In assenza di una specifica destinazione, l’astronave aveva seguito, fino a quel momento, una rotta generica attraverso il tunnel di non-spazio, limitandosi ad allontanarsi dalla Terra piuttosto che ad avvicinarsi a una specifica stella. La rotta che ancora manteneva l’avrebbe portata in una delle aree più dense di stelle e pianeti dei settori della galassia vicini alla Terra. Tuttavia, secondo i piani originari, i viaggiatori a un certo punto dovevano reindirizzare l’astronave per raggiungere una stella da loro scelta sulla base dei dati planetari raccolti nel corso del viaggio.
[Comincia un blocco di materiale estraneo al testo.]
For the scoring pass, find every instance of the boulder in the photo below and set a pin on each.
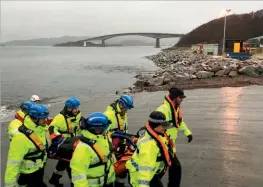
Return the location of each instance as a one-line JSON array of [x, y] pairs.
[[182, 76], [220, 73], [142, 83], [233, 73], [158, 81], [215, 68], [259, 69], [248, 70], [166, 74], [204, 74], [192, 76], [166, 81]]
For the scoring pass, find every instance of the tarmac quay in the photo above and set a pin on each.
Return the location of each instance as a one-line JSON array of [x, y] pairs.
[[227, 127]]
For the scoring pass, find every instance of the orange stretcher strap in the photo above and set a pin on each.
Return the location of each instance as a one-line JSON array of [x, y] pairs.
[[69, 125], [17, 116], [32, 137], [37, 142], [160, 143]]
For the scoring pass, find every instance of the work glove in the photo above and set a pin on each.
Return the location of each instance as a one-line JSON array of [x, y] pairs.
[[190, 138]]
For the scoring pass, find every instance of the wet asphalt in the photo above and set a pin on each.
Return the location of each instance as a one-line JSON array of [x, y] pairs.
[[227, 126]]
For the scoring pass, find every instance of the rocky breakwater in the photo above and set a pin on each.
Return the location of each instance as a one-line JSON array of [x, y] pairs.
[[188, 70]]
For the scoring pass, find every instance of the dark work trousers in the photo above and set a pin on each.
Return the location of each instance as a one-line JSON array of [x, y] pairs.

Ora quel momento era giunto. La Wotan doveva avvicinarsi alla stella primaria del pianeta A senza abbandonare il tunnel di non-spazio e, una volta raggiunto quel settore, doveva abbandonare il non-spazio per tornare nel continuum einsteniano, in modo da studiare il pianeta A con più accuratezza. Ciò significava entrare in orbita attorno al pianeta, inviare sonde, studiare le caratteristiche superficiali e pianificare un eventuale sbarco umano, se i risultati delle ricerche fossero stati in qualche modo incoraggianti.
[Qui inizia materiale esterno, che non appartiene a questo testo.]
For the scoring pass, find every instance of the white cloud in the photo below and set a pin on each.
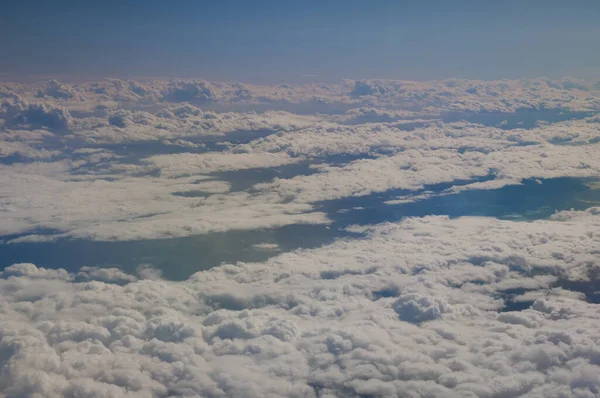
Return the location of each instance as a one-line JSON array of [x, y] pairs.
[[406, 311]]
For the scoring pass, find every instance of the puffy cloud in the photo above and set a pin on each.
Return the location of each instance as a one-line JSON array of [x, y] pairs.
[[191, 91], [18, 112], [57, 90], [421, 317]]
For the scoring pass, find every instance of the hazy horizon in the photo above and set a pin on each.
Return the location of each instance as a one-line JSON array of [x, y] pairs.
[[271, 42]]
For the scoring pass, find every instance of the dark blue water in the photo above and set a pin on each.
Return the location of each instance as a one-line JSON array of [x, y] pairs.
[[529, 201], [524, 119], [180, 257]]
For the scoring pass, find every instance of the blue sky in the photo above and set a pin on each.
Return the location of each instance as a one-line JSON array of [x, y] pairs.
[[272, 41]]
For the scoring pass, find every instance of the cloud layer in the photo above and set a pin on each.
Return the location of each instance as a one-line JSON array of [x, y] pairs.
[[416, 309]]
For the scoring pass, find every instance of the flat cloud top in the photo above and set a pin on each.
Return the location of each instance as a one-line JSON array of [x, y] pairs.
[[428, 307], [413, 309]]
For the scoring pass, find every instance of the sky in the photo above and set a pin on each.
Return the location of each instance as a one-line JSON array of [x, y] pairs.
[[272, 41]]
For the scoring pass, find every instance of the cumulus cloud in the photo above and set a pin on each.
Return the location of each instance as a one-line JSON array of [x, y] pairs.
[[415, 308], [430, 306]]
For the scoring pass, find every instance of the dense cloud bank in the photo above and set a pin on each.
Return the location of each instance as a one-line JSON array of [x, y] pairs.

Viaggiare nel non-spazio costituiva essenzialmente un fenomeno non lineare. Nell’universo einsteniano compiere un viaggio di tremila chilometri, per esempio tra Los Angeles e Montreal, significava coprire una distanza, e solo quella distanza, in senso lineare, mentre il tempo impiegato per viaggiare era una funzione del tempo medio impiegato per coprire un chilometro moltiplicato per tremila. Non vi erano scorciatoie, e nessuna eccezione al fatto che bisognava viaggiare per una distanza di tremila chilometri per spostarsi da una località all’altra. Nel non-spazio, invece, non era così. Le misure lineari applicate nel continuum classico non avevano alcun significato, così come le relazioni spaziali tra punti diversi dell’universo determinate con i sistemi tradizionali. Il non-spazio era una dimensione composta esclusivamente di “scorciatoie”. Lo spazio era appiattito, curvato, raddoppiato ancora e ancora e piegato su se stesso, e pertanto la logica de! viaggio lineare era inutile e i paradossi abbondavano. Le dimensioni erano collassate e trasformate; l’universo infinito era infinitamente adiacente a se stesso; concetti come “vicino”, “lontano”, “qui”, “là” andavano completamente eliminati. Nel non-spazio poteva risultare più rapido un viaggio tra due stelle distanti cinquanta anni-luce che tra due stelle distanti solo un anno-luce. Questo almeno era il risultato delle prime ricerche pratiche: non esisteva una relazione chiara e sempre valida tra la distanza effettiva di due punti nell’universo reale e il tempo impiegato per percorrere questa distanza nel non-spazio.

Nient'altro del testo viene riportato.